ElasticDL Work Together with PyTorch

Catalog

WHY
- Introduction
HOW
- The Architecture of ElasticDL
- Input with DataLoader
- Training Loop about PyTorch in ElasticDL
- Transmission of Gradient/Parameter Information

WHY

This design is about enhancing ElasticDL to support PyTorch, in addition to TensorFlow Eager Execution. There are three reasons to support the PyTorch framework.

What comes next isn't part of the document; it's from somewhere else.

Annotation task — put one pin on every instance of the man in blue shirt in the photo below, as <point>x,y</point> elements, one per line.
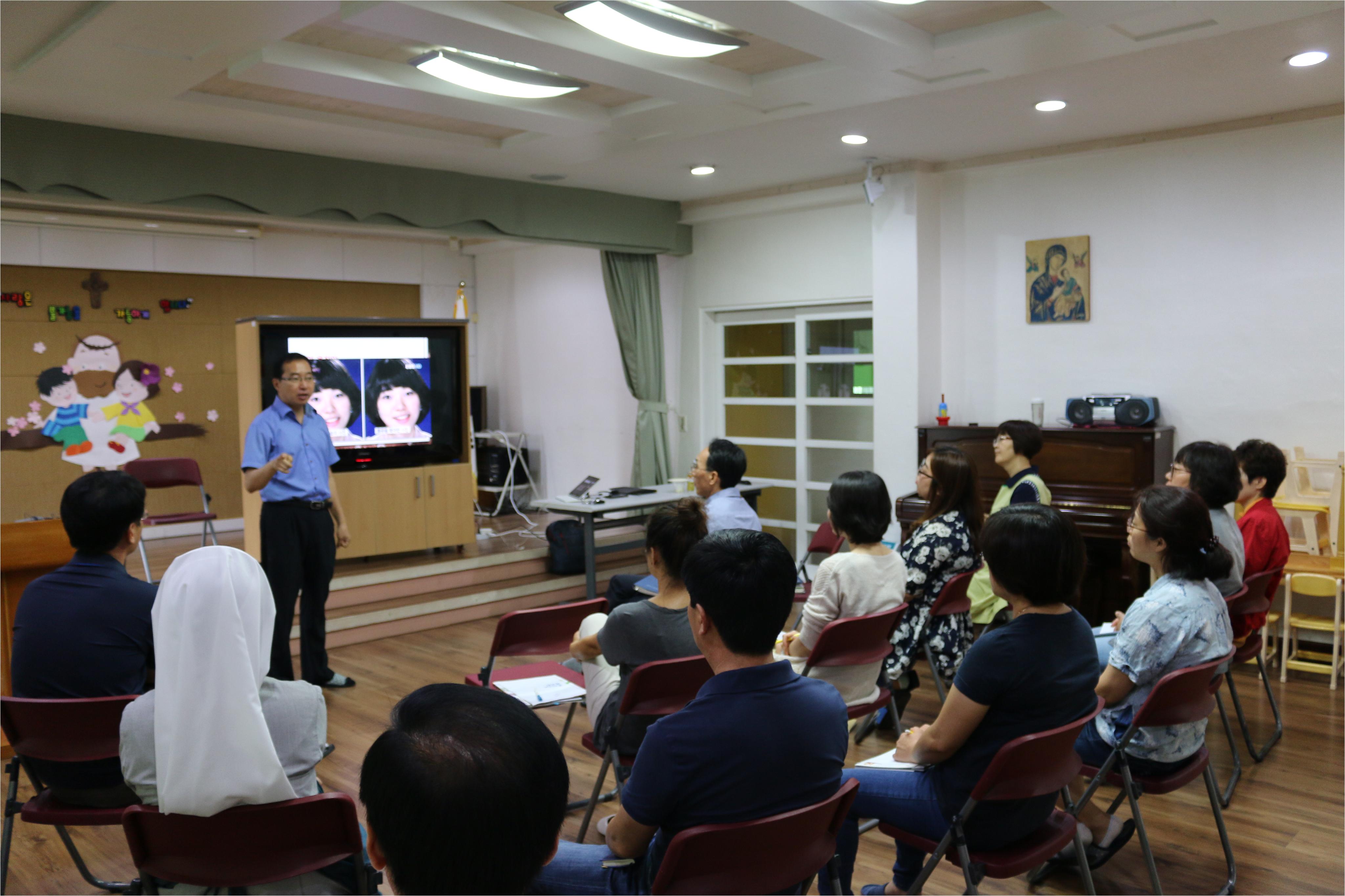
<point>758,741</point>
<point>716,475</point>
<point>84,630</point>
<point>287,456</point>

EDL is an optional item for users of PyTorch. PyTorch provides distributed package(i.e., torch.distributed) enables researchers to parallelize their computations. However, the parallelize computing model of PyTorch does not adopt the parameter server structure, and the structure is the same as Uber Horovod, which is based on a RingAllReduce algorithm. ElasticDL model not only supports the parameter server distributed method but also supports AllReduce.
There are more users of PyTorch than TensorFlow in academia. It is necessary to provide a distributed framework for users of PyTorch.
The use of PyTorch under the ElasticDL framework is also simple.

# PyTorch
class CustomModel(nn.Module):
    def __init__(self):
        super(Net, self).__init__()
        self.conv1 = nn.Sequential(
            nn.Conv2d(
                in_channels=1,
                out_channels=16,
                kernel_size=5,
                stride=1,
                padding=2,
            ),
            nn.ReLU(),
            nn.MaxPool2d(kernel_size=2),
        )
        self.conv2 = nn.Sequential(
            nn.Conv2d(16, 32, 5, 1, 2),
            nn.ReLU(),
            nn.MaxPool2d(2),
        )
        self.out = nn.Linear(32 * 7 * 7, 10)

    def forward(self, x):
        x = self.conv1(x)
        x = self.conv2(x)
        x = x.view(x.size(0), -1)
        output = self.out(x)
        return output

def loss(labels, predictions):
    labels = tf.reshape(labels, [-1])
    func = nn.CrossEntropyLoss()
    return func(predictions, labels)
    )

def optimizer(lr=0.1):
    return torch.optim.Adam(cnn.parameters(), lr)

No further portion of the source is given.